DISTNUM2 - Editorial

This is my approach (and a lot of others used this) :

  1. Coordinate compression on the values to map array values in range : [1,N].
  2. Divide the array into blocks using sqrt decomposition. For each block maintain a bitset (you may have to custom code it). The bitset has N bits and marks whether the ith value (after coordinate compression) is present or not.
  3. For all pairs of block numbers (i,j) find the distinct elements. For any (L,R), it is simply the bitwise OR of all bitsets in [L,R].
  4. Follow normal sqrt decomposition for queries now. Generate the bitset for the query range and using builtin_popcount, you can find the answer in O(N/64) for every query.

Time complexity : O(N * sqrt(N) + N * (N/64)).

7 Likes

It can be solved using persistent segment trees. More precisely, a persistent segment tree whose nodes are themselves segment trees which make up another persistent segment tree.

AC solution: CodeChef: Practical coding for everyone

EDIT: This question is basically a combination of kth order (SPOJ MKTHNUM) and distinct count (SPOJ DQUERY)

Here is a very good explanation of MKTHNUM.

DQUERY has a similar approach but instead of an array that represents the count of elements you use an array that represents the count of prev[i] value of elements.
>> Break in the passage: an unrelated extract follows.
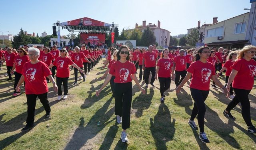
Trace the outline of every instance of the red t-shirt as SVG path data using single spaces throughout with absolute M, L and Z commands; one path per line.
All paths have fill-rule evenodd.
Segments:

Where, given an array A, prev[i] is the maximum index j < i such that A[i] = A[j].

Try and solve these beforehand if you haven’t yet or at least make yourself familiar with the solutions.

For this problem we implement a persistent segtree like the one in MKTHNUM but instead of storing count it stores a segtree like the one we used in DQUERY.

So when it has to decide which direction to go it doesn’t just compare count of all elements but count of all distinct elements. The key idea is that the segtree (which tracks prev[i]) of first N values over a given interval differs in logn values from the segtree over the first N - 1 values over the same interval.

Hope this clears it up. :slight_smile:

5 Likes

@grebnesieh Yes, can you expain it like how @himanshujaju explained his approach? Thanks!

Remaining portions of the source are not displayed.